A slow-moving but huge forest fire crept toward three southwest Alaska villages Tuesday as firefighters built protective lines and moved stored fuel out of the fire’s path.
Authorities said none of the villages was in immediate danger, and rain predicted for later in the week held out the hope that the blaze could finally be tamed.
But until then villagers will have to put up with sometimes thick smoke as the 172,000-acre Inowak fire moves south and east toward the Kuskokwim River villages of Red Devil, Sleetmute and Stony River, all about 250 miles west of Anchorage.
The fire, sparked by lightening June 25, has grown rapidly this week, fed by highly flammable black spruce in the region and pushed by a steady westerly wind, Alaska Division of Forestry spokeswoman Teresa McPherson said.
Firefighters were battling wildfires in three Western states on Tuesday, but most were small fires burning in remote areas.

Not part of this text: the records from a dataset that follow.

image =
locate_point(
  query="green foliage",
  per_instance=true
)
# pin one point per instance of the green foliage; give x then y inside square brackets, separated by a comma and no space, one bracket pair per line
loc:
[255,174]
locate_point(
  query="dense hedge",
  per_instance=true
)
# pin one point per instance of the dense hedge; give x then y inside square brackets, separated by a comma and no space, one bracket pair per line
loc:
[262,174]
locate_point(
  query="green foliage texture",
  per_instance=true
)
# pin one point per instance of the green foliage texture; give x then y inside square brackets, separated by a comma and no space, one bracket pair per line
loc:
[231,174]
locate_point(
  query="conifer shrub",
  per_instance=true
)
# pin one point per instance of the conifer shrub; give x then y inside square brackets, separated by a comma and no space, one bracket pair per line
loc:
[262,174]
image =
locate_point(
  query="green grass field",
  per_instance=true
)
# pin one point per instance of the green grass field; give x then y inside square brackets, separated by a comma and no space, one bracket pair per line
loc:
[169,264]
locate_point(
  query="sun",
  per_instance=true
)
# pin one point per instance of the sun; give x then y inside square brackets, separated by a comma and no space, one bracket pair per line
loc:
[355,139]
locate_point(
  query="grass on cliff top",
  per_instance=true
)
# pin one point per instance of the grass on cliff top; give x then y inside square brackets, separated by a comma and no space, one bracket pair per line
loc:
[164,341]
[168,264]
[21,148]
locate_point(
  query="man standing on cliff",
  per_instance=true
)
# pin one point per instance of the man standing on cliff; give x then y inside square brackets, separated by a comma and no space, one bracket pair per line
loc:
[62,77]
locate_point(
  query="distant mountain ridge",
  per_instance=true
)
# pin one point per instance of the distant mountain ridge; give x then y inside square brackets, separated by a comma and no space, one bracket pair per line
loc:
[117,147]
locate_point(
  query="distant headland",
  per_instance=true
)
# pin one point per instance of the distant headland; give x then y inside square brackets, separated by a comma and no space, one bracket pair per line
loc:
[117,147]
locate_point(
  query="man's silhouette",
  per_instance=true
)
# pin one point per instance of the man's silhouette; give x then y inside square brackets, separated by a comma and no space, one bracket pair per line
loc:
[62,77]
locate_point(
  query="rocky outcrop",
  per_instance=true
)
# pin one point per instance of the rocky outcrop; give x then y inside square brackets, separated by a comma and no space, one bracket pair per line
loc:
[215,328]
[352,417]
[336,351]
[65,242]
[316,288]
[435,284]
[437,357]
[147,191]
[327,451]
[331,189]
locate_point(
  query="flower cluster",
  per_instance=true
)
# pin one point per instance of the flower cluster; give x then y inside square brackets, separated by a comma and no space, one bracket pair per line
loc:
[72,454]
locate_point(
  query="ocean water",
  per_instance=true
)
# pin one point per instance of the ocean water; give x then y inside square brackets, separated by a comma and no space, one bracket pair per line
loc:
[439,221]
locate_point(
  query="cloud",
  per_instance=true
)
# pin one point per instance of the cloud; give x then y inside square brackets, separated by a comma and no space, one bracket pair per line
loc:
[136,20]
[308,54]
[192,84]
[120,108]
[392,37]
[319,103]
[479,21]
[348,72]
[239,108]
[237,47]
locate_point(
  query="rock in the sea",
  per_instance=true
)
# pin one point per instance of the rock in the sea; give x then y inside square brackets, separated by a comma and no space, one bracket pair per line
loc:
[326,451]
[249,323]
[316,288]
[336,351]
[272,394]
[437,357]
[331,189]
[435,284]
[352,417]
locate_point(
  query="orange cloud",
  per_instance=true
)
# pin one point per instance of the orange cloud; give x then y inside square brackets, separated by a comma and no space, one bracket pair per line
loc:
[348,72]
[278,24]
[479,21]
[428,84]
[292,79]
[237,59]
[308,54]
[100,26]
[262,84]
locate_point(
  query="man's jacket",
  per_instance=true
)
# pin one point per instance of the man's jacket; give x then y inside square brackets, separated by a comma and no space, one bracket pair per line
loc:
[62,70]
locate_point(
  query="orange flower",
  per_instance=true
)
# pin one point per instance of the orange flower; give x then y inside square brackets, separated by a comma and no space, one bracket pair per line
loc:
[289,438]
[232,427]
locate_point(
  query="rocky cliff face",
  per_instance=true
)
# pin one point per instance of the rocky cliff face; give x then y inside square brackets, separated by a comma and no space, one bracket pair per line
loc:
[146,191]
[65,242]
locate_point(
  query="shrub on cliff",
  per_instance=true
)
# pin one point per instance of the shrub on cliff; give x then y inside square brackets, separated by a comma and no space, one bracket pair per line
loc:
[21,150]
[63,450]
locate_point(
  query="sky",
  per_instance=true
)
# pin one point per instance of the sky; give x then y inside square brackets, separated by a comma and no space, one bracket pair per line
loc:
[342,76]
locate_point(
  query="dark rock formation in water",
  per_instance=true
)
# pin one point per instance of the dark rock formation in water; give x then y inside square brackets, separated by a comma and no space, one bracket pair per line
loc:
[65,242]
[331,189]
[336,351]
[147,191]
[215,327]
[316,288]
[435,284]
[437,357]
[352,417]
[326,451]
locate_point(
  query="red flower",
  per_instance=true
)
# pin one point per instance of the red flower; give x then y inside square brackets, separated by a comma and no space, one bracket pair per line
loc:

In another part of the country, a forest fire the size of the Inowak fire would be a significant problem. But in sparsely populated southwestern Alaska, fires often are left to burn so long as they don’t approach settlements.
That’s what fire officials did with the Inowak fire until this past weekend, when wind-driven flames doubled its size in three days.
By midday Tuesday the flames were five miles from Stony River, a village of about 40 people. A 20-member crew of firefighters set up water pumps.